Soil legacy phosphorus (P) represents a substantial secondary P resource to postpone the global P crisis. To fully utilize this P reserve, the transformation of legacy P speciation in a black soil with and without P fertilization for 27 years was investigated by chemical fractionation, molecular-level bulk (P K-edge X-ray absorption near-edge, XANES; solution ³¹P nuclear magnetic resonance) and microprobe (µ-X-ray fluorescence and µ-XANES) spectroscopy. Results from both fractionation and P bulk-XANES concordantly indicated that Ca₂-P [Ca(H₂PO₄)₂] acts as a reserve of labile P in response to soils with or without P fertilization.
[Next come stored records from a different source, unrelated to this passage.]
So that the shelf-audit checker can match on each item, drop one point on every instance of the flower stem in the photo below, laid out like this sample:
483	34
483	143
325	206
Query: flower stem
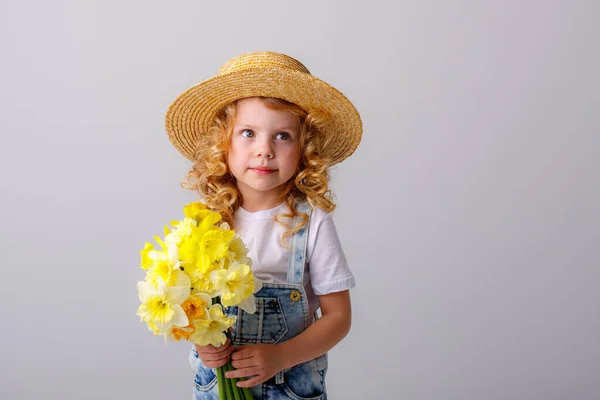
233	382
221	383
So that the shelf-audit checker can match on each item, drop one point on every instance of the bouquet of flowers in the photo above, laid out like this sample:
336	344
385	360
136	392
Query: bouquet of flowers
201	267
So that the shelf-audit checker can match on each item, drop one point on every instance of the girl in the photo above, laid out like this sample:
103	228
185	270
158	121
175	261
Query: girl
262	135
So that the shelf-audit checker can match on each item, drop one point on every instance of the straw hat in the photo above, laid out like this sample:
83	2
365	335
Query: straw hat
265	74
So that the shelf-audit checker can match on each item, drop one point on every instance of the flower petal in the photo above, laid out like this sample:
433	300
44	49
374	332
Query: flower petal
177	294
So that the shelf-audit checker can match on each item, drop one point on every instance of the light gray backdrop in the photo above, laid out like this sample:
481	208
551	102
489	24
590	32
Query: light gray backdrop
469	213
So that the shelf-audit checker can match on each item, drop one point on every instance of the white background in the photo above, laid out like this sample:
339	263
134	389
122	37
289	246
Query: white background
469	213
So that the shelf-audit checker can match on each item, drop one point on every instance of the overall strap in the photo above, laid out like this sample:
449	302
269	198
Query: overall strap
298	250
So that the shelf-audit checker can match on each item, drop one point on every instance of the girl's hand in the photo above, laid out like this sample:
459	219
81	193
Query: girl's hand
215	357
257	361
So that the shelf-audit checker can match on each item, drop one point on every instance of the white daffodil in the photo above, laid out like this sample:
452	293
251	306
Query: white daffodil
161	306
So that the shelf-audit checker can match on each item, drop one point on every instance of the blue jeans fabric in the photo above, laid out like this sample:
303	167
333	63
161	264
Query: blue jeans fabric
282	313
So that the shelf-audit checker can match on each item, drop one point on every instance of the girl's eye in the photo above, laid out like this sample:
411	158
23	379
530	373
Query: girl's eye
283	136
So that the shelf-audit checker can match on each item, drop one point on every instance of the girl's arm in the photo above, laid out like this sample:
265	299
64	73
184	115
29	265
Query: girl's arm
323	334
259	362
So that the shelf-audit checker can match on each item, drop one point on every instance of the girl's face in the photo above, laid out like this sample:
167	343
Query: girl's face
264	152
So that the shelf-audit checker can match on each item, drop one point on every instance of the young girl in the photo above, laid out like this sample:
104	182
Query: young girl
262	135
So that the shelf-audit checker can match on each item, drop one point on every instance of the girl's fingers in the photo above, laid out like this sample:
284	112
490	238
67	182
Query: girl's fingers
247	362
251	382
243	372
212	349
214	364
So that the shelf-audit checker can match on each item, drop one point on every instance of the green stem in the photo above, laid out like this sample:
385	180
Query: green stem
221	382
233	382
245	392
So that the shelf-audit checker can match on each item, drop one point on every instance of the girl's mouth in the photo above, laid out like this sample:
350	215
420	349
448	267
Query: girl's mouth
262	171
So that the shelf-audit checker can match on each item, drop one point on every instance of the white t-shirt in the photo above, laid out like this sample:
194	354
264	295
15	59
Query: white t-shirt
326	270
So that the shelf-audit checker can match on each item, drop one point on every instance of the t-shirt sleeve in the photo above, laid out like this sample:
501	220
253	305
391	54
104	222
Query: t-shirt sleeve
327	265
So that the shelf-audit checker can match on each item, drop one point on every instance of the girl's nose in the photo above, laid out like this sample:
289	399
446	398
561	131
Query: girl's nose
264	150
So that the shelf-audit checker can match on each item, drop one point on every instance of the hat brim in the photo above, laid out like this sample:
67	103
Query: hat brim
191	114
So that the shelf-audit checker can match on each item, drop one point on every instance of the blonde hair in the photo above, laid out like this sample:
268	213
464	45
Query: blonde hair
210	174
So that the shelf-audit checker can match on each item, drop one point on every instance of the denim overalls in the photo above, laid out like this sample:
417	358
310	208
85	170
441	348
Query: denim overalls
282	312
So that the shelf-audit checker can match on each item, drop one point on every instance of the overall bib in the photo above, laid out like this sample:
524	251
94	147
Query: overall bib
282	312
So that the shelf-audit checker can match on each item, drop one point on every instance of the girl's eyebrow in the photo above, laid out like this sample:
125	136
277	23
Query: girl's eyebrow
248	126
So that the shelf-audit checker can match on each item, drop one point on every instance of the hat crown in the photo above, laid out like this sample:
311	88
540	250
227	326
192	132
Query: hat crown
262	60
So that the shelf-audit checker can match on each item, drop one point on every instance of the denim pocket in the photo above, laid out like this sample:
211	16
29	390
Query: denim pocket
266	325
205	377
306	381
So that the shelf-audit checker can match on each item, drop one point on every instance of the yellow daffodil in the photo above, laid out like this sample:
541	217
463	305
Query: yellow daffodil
180	333
210	329
236	286
181	231
215	244
161	306
195	306
198	212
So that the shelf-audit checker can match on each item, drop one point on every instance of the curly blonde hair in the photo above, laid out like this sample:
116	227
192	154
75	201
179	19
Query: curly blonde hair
210	174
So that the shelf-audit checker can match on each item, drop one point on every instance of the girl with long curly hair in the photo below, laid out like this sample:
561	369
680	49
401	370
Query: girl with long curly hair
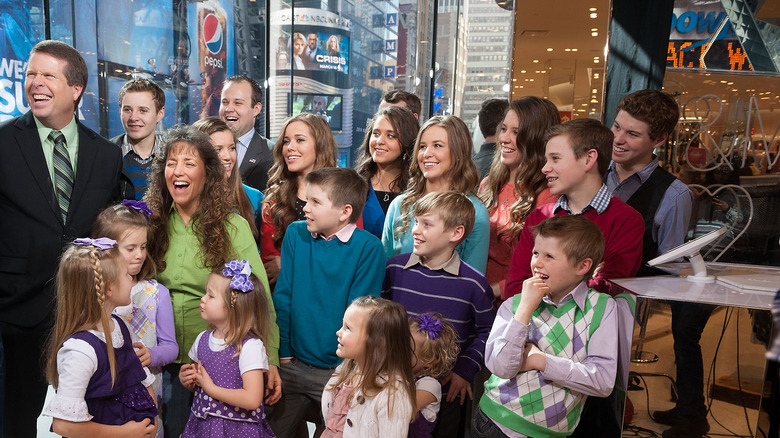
385	157
442	162
305	144
194	230
516	184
Cropping for 27 years depleted hydroxyapatite while enriched iron-bound P in soils irrespective of P application. Similar accumulation of soil organic P (P_o), probably due to root residue inputs, occurred in both soils with and without P fertilization; the accumulated P_o was present as orthophosphate diesters in soils with P fertilization more than in soils without P fertilization, suggesting that the release of labile P_o was triggered by soil P deficits. These results provide vital information for agronomically and environmentally sustainable P management by demonstrating the potential crop availability of legacy soil P, which could reduce future P fertilization.